The major themes of the release include pervasive virtualization, improved scalability and availability, increased power efficiency, and delivery of some of the latest software technologies. Now I will describe the highlights and noteworthy improvements in this RHEL 6 beta release.
- Comprehensive power management capabilities:
RedHat Enterprise Linux 6 is more focused on power consumption by improving the 'Time-keeping' within the kernel. It helps to transit the processors which don't have active tasks to idle state frequently. The result is cooler CPUs and greater power savings. The new monitoring tools like 'powertop' and tuning tools like 'tuned' are also worth mentioning.
- Performance enhancements
A great deal of kernel performance enhancement is implemented in RHEL 6 beta. RHEL 6’s process scheduler is completely rewritten so that higher higher-priority processes will run with minimal interferences from low-priority processes. Also there are substantial range of multi-processor lock synchronization enhancements like elimination of unnecessary locking occurrences, replacement of many spin locks with sleep locks and implementation of more efficient locking primitives.
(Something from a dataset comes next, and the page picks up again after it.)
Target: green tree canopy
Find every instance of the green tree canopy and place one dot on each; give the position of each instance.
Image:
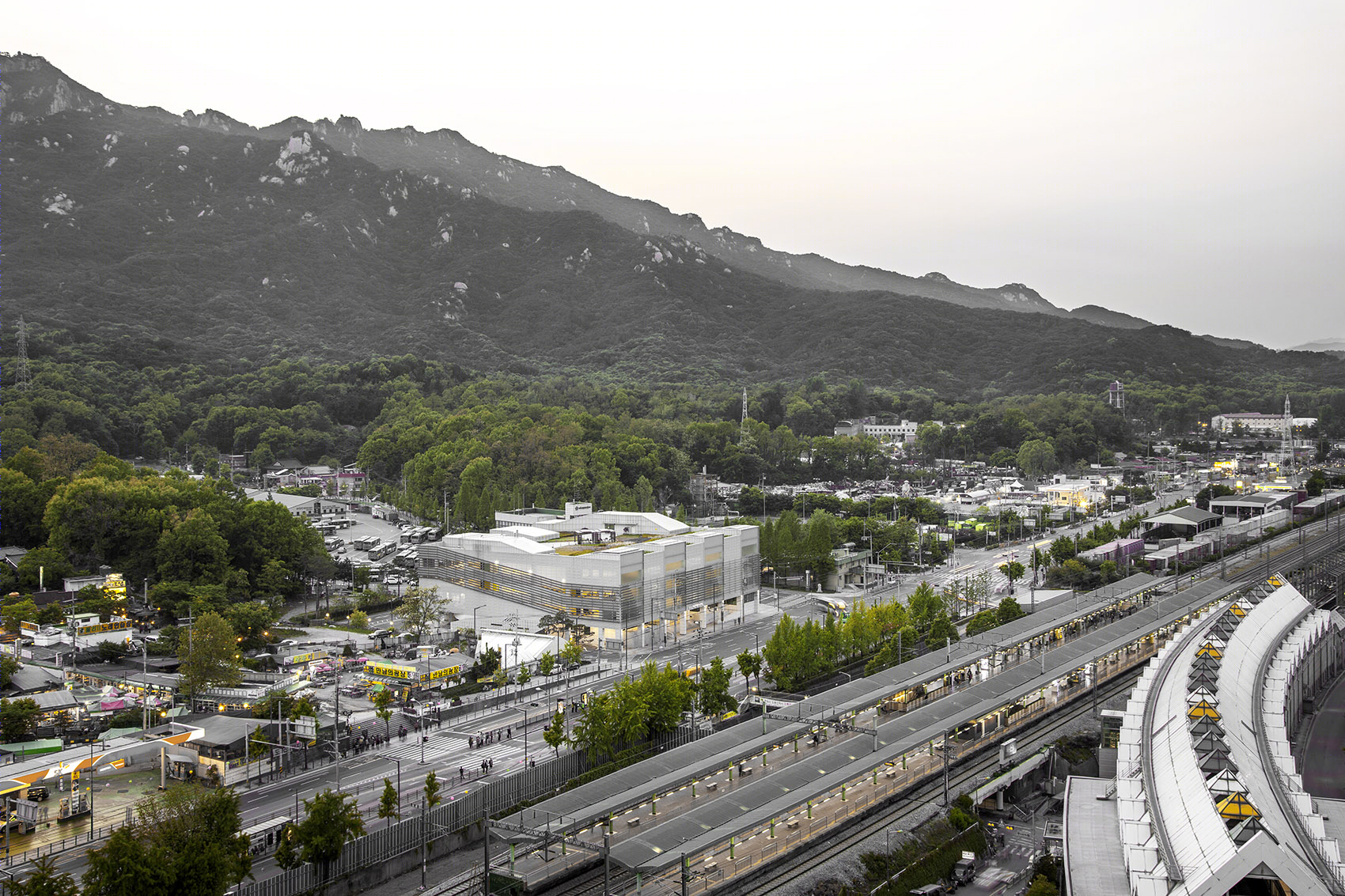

- Scalability enhancements
Now a days high end servers with 64 CPUs and 2TB of memory in a 5U rack mount form factor are available. These systems and their successors are approaching the scalability limits of Red Hat Enterprise Linux 5. A primary feature of Red Hat Enterprise Linux 6 is that it is designed to provide the scalability to handle systems well into the future. Capabilities range from optimized support for large CPU counts and memory configurations to the ability to handle an increased number of system-interconnect buses and peripherals.
- Security features
Centralized management of identity and authentication is provided by a new service called System Security Services Daemon (SSSD). SELinux sandbox feature is also implemented in RedHat Enterprise Linux 6 beta.
- Resource management
With the RHEL 6 beta allows fine grained allocation management and control of hardware resources. It is made possible by addition of a new framework called Control Groups or cgroups. cgroups work at the process group level and can be used to manage resources ranging from CPU, memory, network and disk I/O for applications. This framework is also used to manage virtual guests.
Another important pint in this release is that RedHat has dropped Xen. However RHEL 6 is build with integrated KVM based virtualization.
- Storage & Filesystem
Fiber Channel over Ethernet ( FCoE ) and iSCSI protocol based network block storage devices are supported in RHEL 6. This release also includes ext4 and XFS filesystems. NFS has been updated to version 4, which includes support for IPv6.